Câmara Cascudo afirma que o primeiro depoimento sobre alimentação indígena no Brasil é a Carta de Pero Vaz de Caminha, datada de primeiro de maio de 1500. Vários dos sermões analisados no Brasil entre os séculos XVII e XVIII eram baseados fundamentalmente em metáforas alimentares. Em uma sociedade na qual a oralidade era a principal forma de difusão do conhecimento, tais metáforas eram muito recorrentes. Pe. Antônio Vieira, no Sermão de Nossa Senhora do Rosário, no ano de 1654, fundamentou seu sermão numa analogia do corpo — o corpo de Cristo que é alimento para alma. A analogia entre o ato de comer e o ato de pregar remonta à tradição medieval que oferece a palavra do pregador como alimento espiritual para as almas necessitadas e famintas. São Bernardo (1090-1153), Abade de Claraval, afirma que

 

um alimento indigesto, mal cozinhado, produz maus humores e, em vez de nutrir o corpo, corrompe-o, assim também pode dar-se o caso de o estômago da alma, que é a memória, ao ingerir muitos conhecimentos que não foram cozinhados pelo fogo do amor e nem passaram pelo aparelho digestivo da alma (apud MASSIMI, 2006, p. 259).

 

Marina Massimi afirma que o uso dessas metáforas baseava-se em dois pilares fundamentais: Aristóteles e Platão. Desse modo, segundo a autora, os sermões constituíram-se numa modelagem dos comportamentos sociais e adquiriram grande significação em relação à história do uso de metáforas alimentares com função antropológica, pois comparam o processo de conhecer ao de ingerir alimentos. Neste sentido, essas metáforas ajudavam a fundamentar o ciclo pedagógico dos sermões. Na hierarquia da primeira Idade Moderna, a comida era destinada e classificada segundo o grau de nobreza do consumidor, pois se acreditava que cada um deveria consumir o alimento adequado à sua natureza. Assim, alimentos próximos da terra eram considerados inferiores e destinados às classes sociais mais pobres, em oposição aos alimentos elevados na direção do céu que eram considerados superiores. Os voláteis, por exemplo, eram considerados comida adequada para príncipes e reis — os nobres consumiam mais perdizes e carnes delicadas, pois se acreditava que isso conferia mais inteligência e sensibilidade em comparação aos que comiam porco, por exemplo (MASSIMI, 2006).

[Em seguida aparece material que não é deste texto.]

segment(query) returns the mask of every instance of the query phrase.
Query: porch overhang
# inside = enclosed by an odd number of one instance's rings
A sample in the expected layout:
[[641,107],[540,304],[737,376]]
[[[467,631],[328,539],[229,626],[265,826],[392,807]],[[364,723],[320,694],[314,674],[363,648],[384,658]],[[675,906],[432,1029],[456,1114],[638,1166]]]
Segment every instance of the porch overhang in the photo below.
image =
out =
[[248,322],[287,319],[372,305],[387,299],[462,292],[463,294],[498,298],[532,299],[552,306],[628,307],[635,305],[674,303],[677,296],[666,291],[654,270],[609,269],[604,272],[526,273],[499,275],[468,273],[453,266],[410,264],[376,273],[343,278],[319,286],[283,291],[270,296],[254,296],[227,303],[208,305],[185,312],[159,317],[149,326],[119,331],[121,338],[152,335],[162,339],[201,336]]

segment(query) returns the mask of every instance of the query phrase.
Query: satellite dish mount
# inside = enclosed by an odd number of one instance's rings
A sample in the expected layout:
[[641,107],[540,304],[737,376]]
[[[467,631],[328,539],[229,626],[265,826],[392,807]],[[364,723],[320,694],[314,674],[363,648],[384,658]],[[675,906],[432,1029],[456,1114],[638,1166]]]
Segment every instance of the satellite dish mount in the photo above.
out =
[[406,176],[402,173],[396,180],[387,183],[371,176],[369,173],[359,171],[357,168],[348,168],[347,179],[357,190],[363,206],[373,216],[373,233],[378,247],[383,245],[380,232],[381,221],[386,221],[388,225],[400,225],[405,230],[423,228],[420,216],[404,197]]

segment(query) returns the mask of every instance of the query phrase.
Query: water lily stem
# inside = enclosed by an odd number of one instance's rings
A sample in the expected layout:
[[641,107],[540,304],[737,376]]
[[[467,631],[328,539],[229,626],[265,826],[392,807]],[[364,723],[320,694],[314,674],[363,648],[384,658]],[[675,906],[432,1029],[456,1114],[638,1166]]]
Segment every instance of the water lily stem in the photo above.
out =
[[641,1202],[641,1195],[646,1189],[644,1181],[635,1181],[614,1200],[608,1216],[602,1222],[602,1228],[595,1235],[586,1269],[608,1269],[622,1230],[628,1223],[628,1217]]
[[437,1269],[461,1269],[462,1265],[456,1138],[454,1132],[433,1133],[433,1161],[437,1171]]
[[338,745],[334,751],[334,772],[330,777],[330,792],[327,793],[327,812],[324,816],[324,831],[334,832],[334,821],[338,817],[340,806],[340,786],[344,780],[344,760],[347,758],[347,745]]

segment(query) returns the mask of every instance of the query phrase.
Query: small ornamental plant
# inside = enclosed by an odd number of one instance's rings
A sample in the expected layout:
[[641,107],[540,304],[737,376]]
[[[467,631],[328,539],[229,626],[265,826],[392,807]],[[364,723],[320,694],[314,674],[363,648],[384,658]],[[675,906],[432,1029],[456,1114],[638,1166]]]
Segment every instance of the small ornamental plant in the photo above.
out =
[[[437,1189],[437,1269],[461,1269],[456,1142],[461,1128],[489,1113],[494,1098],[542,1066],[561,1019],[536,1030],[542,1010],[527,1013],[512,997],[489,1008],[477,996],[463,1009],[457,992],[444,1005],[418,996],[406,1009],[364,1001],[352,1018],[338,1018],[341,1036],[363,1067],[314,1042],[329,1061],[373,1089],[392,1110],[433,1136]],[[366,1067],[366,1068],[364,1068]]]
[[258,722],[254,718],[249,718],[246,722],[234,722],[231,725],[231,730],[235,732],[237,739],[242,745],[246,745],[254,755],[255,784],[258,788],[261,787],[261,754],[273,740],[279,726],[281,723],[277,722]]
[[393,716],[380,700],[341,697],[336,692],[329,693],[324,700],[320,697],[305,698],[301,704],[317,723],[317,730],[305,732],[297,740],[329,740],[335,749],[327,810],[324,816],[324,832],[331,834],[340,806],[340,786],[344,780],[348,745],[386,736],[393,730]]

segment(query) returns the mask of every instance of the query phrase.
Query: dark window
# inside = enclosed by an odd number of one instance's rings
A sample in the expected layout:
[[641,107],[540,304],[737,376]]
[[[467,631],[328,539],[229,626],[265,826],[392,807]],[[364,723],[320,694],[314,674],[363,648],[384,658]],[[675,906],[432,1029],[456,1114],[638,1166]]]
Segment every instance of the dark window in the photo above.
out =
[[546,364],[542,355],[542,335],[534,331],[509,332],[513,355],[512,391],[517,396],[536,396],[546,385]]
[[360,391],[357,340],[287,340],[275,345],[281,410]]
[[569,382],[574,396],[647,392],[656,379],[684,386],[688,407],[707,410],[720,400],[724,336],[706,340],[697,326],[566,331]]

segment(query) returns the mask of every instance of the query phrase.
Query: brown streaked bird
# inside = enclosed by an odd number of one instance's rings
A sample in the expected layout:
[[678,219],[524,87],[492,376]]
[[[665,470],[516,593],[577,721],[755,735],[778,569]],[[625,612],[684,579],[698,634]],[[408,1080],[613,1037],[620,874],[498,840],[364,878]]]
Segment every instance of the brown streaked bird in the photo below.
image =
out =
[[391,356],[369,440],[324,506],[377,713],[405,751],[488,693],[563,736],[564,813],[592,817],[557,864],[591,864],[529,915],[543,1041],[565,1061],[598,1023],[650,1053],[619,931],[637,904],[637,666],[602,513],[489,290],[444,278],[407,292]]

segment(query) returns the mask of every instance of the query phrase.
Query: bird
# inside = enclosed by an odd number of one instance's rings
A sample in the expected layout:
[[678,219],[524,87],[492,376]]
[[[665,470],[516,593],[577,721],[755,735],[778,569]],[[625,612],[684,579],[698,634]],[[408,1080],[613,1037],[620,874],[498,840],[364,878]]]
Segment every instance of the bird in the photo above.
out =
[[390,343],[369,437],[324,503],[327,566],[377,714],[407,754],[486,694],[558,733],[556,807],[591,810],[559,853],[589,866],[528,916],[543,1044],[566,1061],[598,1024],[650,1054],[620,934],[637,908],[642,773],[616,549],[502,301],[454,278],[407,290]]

Para Flandrin & Montanari, em História da alimentação (1996), a função religiosa da alimentação remonta ao terceiro milênio antes de Cristo na Mesopotâmia, onde a homenagem aos deuses era feita por meio de oferendas alimentares (carnes, pão, leite, cerveja e vinho). Segundo os autores, a função social do banquete, muito ressaltada no mundo grego e romano, girava em torno do convívio e da troca de cortesias ocasionando um importante elemento de distinção entre o homem civilizado, o bárbaro e os animais:

 

O homem civilizado come não somente (e menos) por fome, para satisfazer uma necessidade elementar do corpo, mas também (e sobretudo) para  transformar esta ocasião em um ato de sociabilidade [...]" (FLANDRIN; MONTANARI, 1996, p. 108).

 

Nesse contexto, o Banquete (ou Simposium) de Platão, como lembra Massimi, é caracterizado como expressão da função social e cultural do convívio à mesa.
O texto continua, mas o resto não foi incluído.